How Not to Use LinkedIn for Sales

The image below is from an InMail I received today. The person sending it is inquiring about my need for help with sales. He believes he can help me “increase revenue and reduce my turnover with his award-winning sales optimization.” “The best part,” according to the sender, is that “over the past 25 years,” they’ve “helped hundreds of company turn their sales teams performance around.”

As is customary from the innumerable LinkedIn spammers clogging up the inbox you never requested, the sender has included a link for me to schedule a meeting with him directly, as if somehow this pitch should cause an irresistible urge to add myself to his calendar.  His pitch promises nothing of value in trade for my time, is devoid of any insight that might pique my curiosity, and offers me nothing more than a chance for him to pitch me, under the tenuous disguise of “see how I can help.”

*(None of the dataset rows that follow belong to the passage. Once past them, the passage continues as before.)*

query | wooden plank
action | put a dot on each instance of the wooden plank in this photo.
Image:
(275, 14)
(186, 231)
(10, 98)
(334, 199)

The oblivious sender also demonstrates an unawareness of the fundamental that is doing the minimal viable research before sending an InMail or making a call. Worse still, the idea that this is the right prospecting approach in the 21st Century is an indication that the sender is so out of touch with sales as it is practiced today as to believe that spamming people on LinkedIn is a growth strategy. A glance at his calendar is an indication it is not, as there are plenty of times available, all of them are grouped tightly together without an intervening appointment, indicating no one has scheduled a meeting on the days he is available.

Within an hour of receiving the first time-waster’s poorly conceived pitch for a meeting, a person with the title VP of Sales decided to steal my time (and likely hundreds more) by telling me how many qualified leads he created for “businesses like” mine, even though it is clear he has no idea what I do. If he had any awareness of what I do, he would not have written that one of his “clients got 131 clients in the first 5 months,” a clear indication he is looking for people who need help with transactional sales. Or, more likely, anyone who might be gullible enough to pay him for the experience in the picture below, which I suspect might be the CEO in the first image.

Using the same lame line as time-waster number one, he writes: “The best part . . . If we don’t deliver, you don’t pay!” However, there is no best part.

This is not prospecting. It is spam. It isn’t how you should use LinkedIn, and it isn’t how you promise to create enough value to compel your targeted dream client to trade you their time.